4-Part Ladder Workout to Improve Full-Body Quickness and Power

Add these ladder drills to your training program to get quicker and faster while improving your balance and coordination.

Almost every strength and conditioning facility has an agility ladder, and for a good reason. A ladder workout helps athletes improve their footwork, balance and coordination by forcing them to make quick, powerful and dynamic movements while simultaneously being aware of the spacing of their environments.

Quick feet are great, but learning how to use them to put yourself in a powerful position—one that allows you to make great plays on the field—is even better. Regardless of the sport you play, becoming a stronger and more responsive athlete on your feet will benefit your performance. Start using this ladder workout to develop both the speed at which you move your feet and the rate at which you put yourself into favorable athletic positions on the field.

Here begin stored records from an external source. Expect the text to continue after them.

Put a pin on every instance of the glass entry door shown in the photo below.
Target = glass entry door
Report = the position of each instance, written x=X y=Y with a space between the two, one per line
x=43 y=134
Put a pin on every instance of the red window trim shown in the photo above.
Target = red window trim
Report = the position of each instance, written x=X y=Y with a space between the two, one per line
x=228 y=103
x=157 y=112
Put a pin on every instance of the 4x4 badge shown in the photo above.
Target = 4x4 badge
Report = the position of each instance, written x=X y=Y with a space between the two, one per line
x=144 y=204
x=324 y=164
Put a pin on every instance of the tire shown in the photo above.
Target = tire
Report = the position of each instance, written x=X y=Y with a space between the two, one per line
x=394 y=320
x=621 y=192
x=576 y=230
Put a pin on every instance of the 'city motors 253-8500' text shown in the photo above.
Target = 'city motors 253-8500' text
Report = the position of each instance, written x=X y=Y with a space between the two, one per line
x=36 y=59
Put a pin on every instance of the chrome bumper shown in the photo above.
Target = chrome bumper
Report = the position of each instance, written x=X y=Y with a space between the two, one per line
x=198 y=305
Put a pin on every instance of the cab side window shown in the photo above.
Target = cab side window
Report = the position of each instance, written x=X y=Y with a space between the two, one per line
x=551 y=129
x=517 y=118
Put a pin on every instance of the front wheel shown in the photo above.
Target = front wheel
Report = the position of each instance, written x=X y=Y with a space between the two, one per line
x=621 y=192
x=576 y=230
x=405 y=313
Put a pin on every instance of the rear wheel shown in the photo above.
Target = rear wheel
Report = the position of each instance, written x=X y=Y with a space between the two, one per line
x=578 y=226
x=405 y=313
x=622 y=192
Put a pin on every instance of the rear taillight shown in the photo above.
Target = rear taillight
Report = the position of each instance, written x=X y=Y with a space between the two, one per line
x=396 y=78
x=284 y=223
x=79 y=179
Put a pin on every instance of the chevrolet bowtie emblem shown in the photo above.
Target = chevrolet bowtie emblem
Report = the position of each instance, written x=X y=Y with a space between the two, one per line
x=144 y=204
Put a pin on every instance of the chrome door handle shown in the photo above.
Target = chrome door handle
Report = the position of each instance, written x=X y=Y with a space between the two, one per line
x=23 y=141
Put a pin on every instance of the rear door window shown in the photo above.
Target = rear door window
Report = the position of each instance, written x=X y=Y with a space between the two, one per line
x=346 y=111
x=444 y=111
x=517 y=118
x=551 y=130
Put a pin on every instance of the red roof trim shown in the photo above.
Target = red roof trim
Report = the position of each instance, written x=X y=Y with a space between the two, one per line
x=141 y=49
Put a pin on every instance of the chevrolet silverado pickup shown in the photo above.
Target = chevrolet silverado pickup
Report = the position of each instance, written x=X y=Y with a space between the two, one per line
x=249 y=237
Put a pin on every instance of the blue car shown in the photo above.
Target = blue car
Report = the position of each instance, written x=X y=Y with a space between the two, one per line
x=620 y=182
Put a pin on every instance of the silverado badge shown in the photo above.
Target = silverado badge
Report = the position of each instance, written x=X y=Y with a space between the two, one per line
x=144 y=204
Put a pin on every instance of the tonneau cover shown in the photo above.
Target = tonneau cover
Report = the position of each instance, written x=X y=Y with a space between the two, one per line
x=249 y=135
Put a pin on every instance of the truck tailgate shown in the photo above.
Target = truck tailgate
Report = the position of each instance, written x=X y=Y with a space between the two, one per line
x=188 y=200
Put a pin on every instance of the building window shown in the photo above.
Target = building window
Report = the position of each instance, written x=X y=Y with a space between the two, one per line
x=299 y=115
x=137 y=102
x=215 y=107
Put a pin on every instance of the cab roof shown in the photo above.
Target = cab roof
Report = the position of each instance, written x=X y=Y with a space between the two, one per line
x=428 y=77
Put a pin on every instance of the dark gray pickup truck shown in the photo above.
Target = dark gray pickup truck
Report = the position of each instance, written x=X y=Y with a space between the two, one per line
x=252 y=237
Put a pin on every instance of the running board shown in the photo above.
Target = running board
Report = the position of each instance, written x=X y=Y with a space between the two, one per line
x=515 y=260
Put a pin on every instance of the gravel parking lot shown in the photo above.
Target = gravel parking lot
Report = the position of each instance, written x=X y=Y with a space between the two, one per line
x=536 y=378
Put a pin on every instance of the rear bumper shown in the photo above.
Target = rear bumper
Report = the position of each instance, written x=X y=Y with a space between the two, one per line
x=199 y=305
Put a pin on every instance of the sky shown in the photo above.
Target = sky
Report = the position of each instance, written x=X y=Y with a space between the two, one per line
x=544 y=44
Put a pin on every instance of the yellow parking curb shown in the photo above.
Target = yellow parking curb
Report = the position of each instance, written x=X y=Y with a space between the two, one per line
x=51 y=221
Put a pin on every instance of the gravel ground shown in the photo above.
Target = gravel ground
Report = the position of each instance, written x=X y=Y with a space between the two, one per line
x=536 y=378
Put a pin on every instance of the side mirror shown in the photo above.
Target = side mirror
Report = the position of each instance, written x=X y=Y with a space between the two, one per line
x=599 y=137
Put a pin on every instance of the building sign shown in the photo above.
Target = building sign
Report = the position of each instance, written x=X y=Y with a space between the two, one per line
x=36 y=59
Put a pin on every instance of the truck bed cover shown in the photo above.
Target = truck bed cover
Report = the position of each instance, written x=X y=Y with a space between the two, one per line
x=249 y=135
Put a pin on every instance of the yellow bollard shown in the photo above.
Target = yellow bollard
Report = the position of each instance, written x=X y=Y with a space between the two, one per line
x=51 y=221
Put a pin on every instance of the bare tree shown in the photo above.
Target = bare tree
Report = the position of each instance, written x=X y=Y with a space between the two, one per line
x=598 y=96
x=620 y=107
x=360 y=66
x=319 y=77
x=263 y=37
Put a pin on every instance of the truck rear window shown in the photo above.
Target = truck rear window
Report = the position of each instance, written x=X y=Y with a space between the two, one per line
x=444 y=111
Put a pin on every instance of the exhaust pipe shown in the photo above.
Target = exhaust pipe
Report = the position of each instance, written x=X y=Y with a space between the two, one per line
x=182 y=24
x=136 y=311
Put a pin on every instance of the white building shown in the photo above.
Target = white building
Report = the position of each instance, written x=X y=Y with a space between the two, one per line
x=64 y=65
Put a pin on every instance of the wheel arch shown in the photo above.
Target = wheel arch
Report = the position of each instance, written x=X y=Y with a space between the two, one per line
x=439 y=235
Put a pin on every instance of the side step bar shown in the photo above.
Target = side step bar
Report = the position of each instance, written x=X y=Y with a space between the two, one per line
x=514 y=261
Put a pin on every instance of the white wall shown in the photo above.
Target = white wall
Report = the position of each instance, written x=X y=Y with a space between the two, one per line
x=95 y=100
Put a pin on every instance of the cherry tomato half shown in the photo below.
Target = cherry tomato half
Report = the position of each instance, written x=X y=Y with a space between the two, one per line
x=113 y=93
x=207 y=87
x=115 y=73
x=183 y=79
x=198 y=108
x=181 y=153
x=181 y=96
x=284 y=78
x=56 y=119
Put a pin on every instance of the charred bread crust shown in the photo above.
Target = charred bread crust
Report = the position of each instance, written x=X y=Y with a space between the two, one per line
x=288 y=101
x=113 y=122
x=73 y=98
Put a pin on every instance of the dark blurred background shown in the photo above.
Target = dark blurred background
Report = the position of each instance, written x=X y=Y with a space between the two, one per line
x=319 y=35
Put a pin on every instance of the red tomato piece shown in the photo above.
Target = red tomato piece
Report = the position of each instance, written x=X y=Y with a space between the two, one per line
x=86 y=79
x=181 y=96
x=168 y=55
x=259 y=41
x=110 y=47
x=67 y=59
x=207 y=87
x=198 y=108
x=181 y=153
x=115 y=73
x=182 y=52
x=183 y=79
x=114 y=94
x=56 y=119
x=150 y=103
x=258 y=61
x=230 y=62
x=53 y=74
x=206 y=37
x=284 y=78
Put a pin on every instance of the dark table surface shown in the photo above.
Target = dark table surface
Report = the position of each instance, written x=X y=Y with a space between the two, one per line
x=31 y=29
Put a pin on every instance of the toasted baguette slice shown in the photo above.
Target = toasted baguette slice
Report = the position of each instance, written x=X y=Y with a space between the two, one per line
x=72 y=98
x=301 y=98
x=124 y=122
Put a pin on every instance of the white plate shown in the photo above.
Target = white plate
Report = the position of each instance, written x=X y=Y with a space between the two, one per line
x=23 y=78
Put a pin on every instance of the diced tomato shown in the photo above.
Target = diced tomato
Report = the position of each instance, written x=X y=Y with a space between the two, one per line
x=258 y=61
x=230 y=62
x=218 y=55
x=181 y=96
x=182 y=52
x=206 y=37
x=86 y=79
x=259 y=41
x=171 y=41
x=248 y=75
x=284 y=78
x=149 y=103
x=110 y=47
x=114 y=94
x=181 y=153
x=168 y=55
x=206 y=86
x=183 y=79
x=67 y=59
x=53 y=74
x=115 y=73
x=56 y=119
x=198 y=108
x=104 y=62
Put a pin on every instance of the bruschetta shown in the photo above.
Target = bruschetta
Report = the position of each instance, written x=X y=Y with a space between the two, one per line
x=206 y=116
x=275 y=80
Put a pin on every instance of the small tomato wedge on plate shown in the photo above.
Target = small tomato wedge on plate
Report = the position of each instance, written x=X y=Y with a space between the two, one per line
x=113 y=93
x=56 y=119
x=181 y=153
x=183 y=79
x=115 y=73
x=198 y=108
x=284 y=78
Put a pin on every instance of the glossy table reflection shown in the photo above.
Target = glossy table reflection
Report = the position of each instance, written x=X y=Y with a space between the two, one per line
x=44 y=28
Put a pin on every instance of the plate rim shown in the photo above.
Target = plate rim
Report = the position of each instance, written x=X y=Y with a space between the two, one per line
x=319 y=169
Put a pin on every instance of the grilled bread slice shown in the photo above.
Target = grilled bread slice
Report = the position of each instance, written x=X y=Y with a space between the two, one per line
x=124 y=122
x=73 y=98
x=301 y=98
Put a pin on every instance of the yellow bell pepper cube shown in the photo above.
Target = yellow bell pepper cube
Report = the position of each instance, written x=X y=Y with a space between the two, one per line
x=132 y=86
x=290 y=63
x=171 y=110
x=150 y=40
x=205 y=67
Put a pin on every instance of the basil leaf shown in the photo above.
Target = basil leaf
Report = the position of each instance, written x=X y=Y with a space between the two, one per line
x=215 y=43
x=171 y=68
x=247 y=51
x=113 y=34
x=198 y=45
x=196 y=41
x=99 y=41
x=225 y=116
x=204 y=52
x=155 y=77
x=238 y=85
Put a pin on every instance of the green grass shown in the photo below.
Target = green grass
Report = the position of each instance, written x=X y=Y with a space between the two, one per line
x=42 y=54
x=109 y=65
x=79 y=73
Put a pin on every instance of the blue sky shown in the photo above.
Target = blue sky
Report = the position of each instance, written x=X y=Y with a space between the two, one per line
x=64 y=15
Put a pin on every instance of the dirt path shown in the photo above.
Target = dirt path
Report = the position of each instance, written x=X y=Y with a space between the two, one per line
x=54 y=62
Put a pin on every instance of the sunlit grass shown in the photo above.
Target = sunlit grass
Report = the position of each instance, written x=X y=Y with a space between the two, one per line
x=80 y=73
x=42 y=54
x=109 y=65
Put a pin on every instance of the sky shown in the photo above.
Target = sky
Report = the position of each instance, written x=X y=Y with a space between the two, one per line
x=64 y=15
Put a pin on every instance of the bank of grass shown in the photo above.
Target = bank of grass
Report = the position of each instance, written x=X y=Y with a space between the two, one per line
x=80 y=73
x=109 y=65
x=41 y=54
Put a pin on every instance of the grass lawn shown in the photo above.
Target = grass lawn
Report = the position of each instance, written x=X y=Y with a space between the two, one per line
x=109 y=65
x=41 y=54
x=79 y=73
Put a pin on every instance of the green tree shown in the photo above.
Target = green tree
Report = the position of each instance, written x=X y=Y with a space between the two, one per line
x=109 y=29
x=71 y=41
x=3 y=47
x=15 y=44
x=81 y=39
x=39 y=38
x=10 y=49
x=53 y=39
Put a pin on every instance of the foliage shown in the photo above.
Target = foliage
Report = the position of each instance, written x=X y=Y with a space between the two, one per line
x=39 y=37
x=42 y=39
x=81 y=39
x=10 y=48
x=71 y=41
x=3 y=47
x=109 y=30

RELATED: Get Faster and More Nimble With 10 Agility Ladder Drills

Each of the following ladder drills forces you to focus on both your foot speed and your overall body positioning. After a proper warm-up, perform them before any agility workout you do during your training program.

Drill 1: Quick-Cut Restarts

  1. Start with a staggered stance at the top of ladder (in the video, the left foot is forward and the right foot is back).
  2. Quickly step into the first box with your back leg (in this case the right foot), and bring the other foot into the same box right after it.
  3. Repeat for the following box (right foot followed by left foot).
  4. With your lead foot, make a planting cut outside the current rung and propel your other leg forward into the next rung.
  5. When your foot lands, stabilize your body and pause for a quick moment before continuing the drill by repeating steps 2-4.

Perform this ladder drill three times leading with your right foot and three times leading with your left foot.

RELATED: Wide Receiver Speed and Agility Drills

How This Helps You:

This drill improves your ability to produce lateral cutting motions while quickly moving forward, which is helpful in any sport requiring reactive changes of direction. It also improves your ability to stabilize your body using only one leg, which is also important on the field of play.

Drill 2: Plyo Rotational Hops

  1. Start at the top of the ladder in a narrow jumping stance.
  2. Hop directly into the first box with both feet.
  3. Hop directly into the next box with both feet.
  4. As you hop into the next box, turn your body 45 degrees.
  5. Upon landing, jump as high as you can into the next box while rotating your hips back to their original position.
  6. Repeat steps 2-5 for the remainder of the ladder.

Perform this drill twice turning your hips to the right and twice turning your hips to the left.

How This Helps You:

This drill improves your ability to quickly re-position yourself to exert maximum effort. The ability to rapidly readjust your body to perform a max-effort move like jumping will help you make plays in soccer, football, basketball and baseball.

RELATED: Baseball Agility Drills

Drill 3: Lateral Shuffle with Chest Pass

  1. Start in a staggered stance along the side of the ladder.
  2. As you propel yourself laterally down the ladder, alternate your feet forward and backward, making sure each foot touches each box of the ladder.
  3. Remember which foot started in the back position. Every time that foot enters a box, punch both arms forward as if you were chest-passing a basketball.
  4. Continue to repeat steps 2-3 for the duration of the ladder.

Perform this drill three times leading with your right leg and three times leading with your left leg.

How This Helps You:

This drill forces your lower body to develop lateral quickness while at the same time improving foot speed. It also develops coordination by requiring your upper body and lower body to work as a single unit.

RELATED: Tennis Ball Agility Drill With Peyton Manning

Drill 4: Quick Step Hip Switches

  1. Start in a staggered stance along the right side of the ladder, making sure your right foot is back.
  2. Take a step forward with your right foot.
  3. Step forward with your other foot.
  4. When your second foot lands, pick up your leading foot and turn your hip, head and foot 45 degrees toward the ladder and step into the box.
  5. While bringing the foot that just touched the ladder back to its original position, your trailing foot touches the ground.
  6. Touch the ground again with your leading foot.
  7. Repeat steps 3-6 for the duration of the ladder.

Perform this drill twice with your right foot leading and twice with your left foot leading.

Many of my athletes say it looks like they are about to get into a break dance competition when they do this drill, so if you feel you look like the kid in this video at the 15-second mark, you are doing it right!

How This Helps You:

This drill develops your ability to redirect your hips and feet so you can quickly change directions.